4-bis.3. In ogni caso, il pubblico ministero impartisce le disposizioni necessarie ad assicurare che gli accertamenti urgenti siano compiuti tenendo conto delle attività svolte dall'Agenzia, a fini di resilienza, di cui all'articolo 7, comma 1, lettere n) e n-bis), e può disporre il differimento di una o più delle predette attività, con provvedimento motivato adottato senza ritardo, per evitare un grave pregiudizio per il corso delle indagini.

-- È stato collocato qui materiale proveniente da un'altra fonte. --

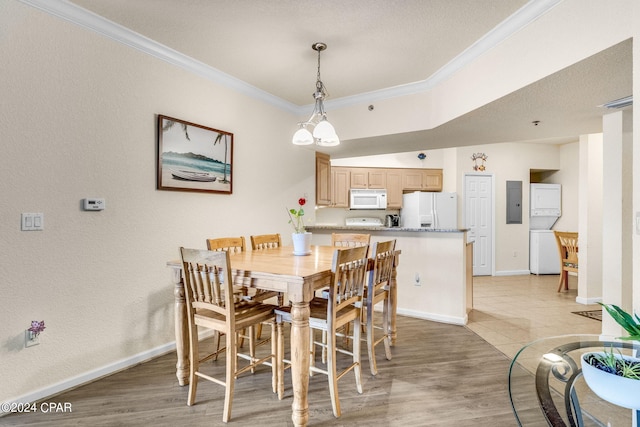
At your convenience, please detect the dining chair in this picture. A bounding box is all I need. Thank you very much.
[249,233,284,339]
[331,233,371,248]
[364,239,396,375]
[275,246,368,418]
[207,236,277,351]
[180,248,278,423]
[318,233,371,356]
[207,236,246,254]
[553,230,578,292]
[250,234,282,251]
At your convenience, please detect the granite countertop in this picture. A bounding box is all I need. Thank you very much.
[305,224,469,233]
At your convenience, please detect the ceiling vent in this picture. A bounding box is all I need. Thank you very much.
[602,95,633,108]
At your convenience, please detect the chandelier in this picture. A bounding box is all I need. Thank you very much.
[292,42,340,147]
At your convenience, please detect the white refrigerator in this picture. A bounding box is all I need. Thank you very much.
[400,191,458,230]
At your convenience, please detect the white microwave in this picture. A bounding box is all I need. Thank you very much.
[349,188,387,209]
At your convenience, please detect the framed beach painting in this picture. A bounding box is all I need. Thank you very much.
[158,115,233,194]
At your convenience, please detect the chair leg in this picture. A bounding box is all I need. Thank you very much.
[213,331,220,360]
[368,310,378,375]
[321,331,327,364]
[382,299,391,360]
[222,334,238,423]
[327,333,342,418]
[309,328,318,377]
[558,270,569,292]
[271,319,278,393]
[352,317,362,396]
[276,319,284,400]
[187,326,200,406]
[249,326,256,374]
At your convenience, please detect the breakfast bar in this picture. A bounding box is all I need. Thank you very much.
[307,224,473,325]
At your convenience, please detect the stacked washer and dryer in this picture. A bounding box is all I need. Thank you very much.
[529,184,562,274]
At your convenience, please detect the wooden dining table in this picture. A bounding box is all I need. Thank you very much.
[167,246,399,426]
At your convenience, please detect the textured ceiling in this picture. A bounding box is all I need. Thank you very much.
[67,0,632,158]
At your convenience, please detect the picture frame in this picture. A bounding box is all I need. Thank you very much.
[157,115,233,194]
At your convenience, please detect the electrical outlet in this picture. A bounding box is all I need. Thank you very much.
[24,329,40,347]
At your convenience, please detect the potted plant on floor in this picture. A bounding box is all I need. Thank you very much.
[582,304,640,410]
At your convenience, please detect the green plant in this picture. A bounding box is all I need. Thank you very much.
[287,197,307,233]
[598,303,640,341]
[585,347,640,380]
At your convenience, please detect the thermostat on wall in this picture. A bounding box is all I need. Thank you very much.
[84,199,105,211]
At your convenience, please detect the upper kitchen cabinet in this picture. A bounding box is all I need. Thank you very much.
[386,169,402,209]
[422,169,442,191]
[316,152,331,206]
[331,167,351,208]
[350,168,387,188]
[402,169,442,191]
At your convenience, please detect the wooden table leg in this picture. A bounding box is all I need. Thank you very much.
[291,301,310,426]
[389,255,400,345]
[171,268,189,386]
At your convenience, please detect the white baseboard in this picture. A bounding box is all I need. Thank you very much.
[576,295,602,305]
[0,331,213,417]
[397,308,469,326]
[495,270,531,276]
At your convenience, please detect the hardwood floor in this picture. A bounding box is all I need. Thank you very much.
[0,276,597,427]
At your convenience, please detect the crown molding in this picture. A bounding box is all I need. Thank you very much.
[324,0,563,108]
[19,0,562,115]
[19,0,300,115]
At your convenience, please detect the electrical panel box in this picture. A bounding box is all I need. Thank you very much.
[84,198,105,211]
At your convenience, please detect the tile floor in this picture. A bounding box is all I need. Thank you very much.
[467,275,602,359]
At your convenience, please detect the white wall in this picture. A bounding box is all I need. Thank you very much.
[317,143,578,274]
[0,0,315,401]
[0,0,640,401]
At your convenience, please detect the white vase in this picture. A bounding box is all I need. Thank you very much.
[291,231,312,255]
[582,352,640,409]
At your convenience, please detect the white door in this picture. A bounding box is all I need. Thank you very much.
[464,174,493,276]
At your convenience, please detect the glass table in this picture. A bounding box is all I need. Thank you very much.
[509,335,640,427]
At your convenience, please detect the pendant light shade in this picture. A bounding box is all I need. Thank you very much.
[292,42,340,147]
[291,127,314,145]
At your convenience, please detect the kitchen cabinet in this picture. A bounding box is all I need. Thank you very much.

4-bis.4. Il pubblico ministero, quando procede ad accertamenti tecnici irripetibili in relazione ai delitti di cui all'articolo 371-bis, comma 4-bis, del codice di procedura penale, informa senza ritardo l'Agenzia, che mediante propri rappresentanti può assistere al conferimento dell'incarico e partecipare agli accertamenti. Le disposizioni del primo periodo si applicano anche quando agli accertamenti si procede nelle forme dell'incidente probatorio».
Art. 18.
(Disposizioni finanziarie)
1. Dall'attuazione della presente legge non devono derivare nuovi o maggiori oneri a carico della finanza pubblica. Le amministrazioni pubbliche competenti provvedono all'adempimento dei compiti derivanti dalla presente legge con le risorse umane, strumentali e finanziarie disponibili a legislazione vigente.
2. I proventi delle sanzioni di cui all'articolo 1, comma 5, confluiscono nelle entrate dell'Agenzia per la cybersicurezza nazionale di cui all'articolo 11, comma 2, lettera f), del decreto-legge 14 giugno 2021, n. 82, convertito, con modificazioni, dalla legge 4 agosto 2021, n. 109.